Coco Chanel once said, “Every day is a fashion show, and the world is your runway.” Six-year-old me took that quite literally. I had been talking nonstop about my first day of kindergarten — a highly anticipated event and an exhaustive subject for anyone around me.
Some kids grew up with parents who would drop everything to drive them to school. Not me. My parents fully intended to put my twin brother and me on the school bus every morning until we could drive ourselves.

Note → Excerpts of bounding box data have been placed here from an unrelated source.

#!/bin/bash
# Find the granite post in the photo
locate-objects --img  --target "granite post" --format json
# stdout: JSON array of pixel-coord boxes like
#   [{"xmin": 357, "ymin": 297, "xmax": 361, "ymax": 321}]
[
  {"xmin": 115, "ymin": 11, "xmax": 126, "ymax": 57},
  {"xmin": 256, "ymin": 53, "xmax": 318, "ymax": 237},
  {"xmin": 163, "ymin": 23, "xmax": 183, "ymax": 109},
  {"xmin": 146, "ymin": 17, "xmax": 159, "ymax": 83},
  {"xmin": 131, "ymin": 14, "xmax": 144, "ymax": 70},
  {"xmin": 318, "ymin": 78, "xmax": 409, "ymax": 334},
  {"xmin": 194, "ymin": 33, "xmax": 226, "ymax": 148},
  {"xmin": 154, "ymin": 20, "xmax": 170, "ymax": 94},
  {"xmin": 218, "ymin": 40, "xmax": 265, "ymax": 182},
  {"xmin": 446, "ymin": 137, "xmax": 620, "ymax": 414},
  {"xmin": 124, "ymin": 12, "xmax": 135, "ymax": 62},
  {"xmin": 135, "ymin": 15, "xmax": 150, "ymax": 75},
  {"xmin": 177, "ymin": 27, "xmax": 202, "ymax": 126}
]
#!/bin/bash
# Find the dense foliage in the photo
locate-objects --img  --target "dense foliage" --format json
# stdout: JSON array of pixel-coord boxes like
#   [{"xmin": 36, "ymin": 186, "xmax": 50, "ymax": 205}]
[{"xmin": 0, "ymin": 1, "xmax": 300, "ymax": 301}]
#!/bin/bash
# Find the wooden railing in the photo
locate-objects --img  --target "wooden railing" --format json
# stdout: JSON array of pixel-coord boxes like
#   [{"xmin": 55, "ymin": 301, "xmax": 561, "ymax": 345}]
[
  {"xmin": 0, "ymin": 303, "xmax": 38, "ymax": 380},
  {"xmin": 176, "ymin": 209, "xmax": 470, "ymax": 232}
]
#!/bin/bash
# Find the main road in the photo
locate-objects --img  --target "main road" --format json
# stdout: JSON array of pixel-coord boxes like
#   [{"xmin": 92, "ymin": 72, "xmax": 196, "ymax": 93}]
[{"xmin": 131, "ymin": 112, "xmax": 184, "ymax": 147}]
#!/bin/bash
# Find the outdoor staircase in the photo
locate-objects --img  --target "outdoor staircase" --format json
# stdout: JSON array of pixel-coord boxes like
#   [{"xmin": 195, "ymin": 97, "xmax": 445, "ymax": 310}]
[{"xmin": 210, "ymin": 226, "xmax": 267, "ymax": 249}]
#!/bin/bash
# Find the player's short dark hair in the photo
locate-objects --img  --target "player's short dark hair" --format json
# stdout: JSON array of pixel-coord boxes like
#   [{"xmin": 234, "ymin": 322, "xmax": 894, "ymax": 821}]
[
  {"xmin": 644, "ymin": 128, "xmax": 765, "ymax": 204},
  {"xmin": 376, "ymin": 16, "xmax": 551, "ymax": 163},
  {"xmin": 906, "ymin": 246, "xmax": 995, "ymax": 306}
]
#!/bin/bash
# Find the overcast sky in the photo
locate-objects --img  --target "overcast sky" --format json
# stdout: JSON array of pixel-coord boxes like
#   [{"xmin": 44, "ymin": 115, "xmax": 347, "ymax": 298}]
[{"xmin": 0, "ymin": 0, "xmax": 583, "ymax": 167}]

I’ve made declarations about random things at every age of my life, and 6 was no exception. I told my parents, grandparents, aunts and uncles, people at church — whoever would listen — that I was going to march onto that school bus and walk down the aisle like a little kindergarten model. (Clearly not considering that 1. we were the second stop on the route, so my audience would be my bus driver, Carol, and a handful of Amish kids, and 2. kindergarteners had to sit at the front of the bus, making my “runway” only about a foot long.)
Hilariously, when my big day finally came, my dad had to carry me — crying — onto the bus. No kindergarten model here.
You can never redo a first impression. While that may be true, you can do your best to make sure people mostly forget what their first impression of you even was. Fortunately for me, the only people who remember that are my parents and Carol.
Looking back, that moment still makes me laugh — but it also reminds me how style and presentation have always mattered to me. Not in a superficial way, but in the way they signal confidence, care and self-respect. Whether you’re walking down a school bus aisle or walking into a meeting, what you wear — and how you wear it — tells a story.
That morning ended in tears, but it taught me more than I realized. It wasn’t just the drama of unmet expectations — it was my first lesson in how preparation and reality don’t always match. I had the plan, the vision, the outfit, the confidence (right up until I didn’t). That tension between control and chaos has followed me in more adult forms — pitches or ideas that didn’t land, outcomes that didn’t match effort, outfits that looked better in my head.
But it also taught me resilience. You recover. You try again. You figure out what matters, fix what you can and keep showing up — sometimes overdressed, but always learning.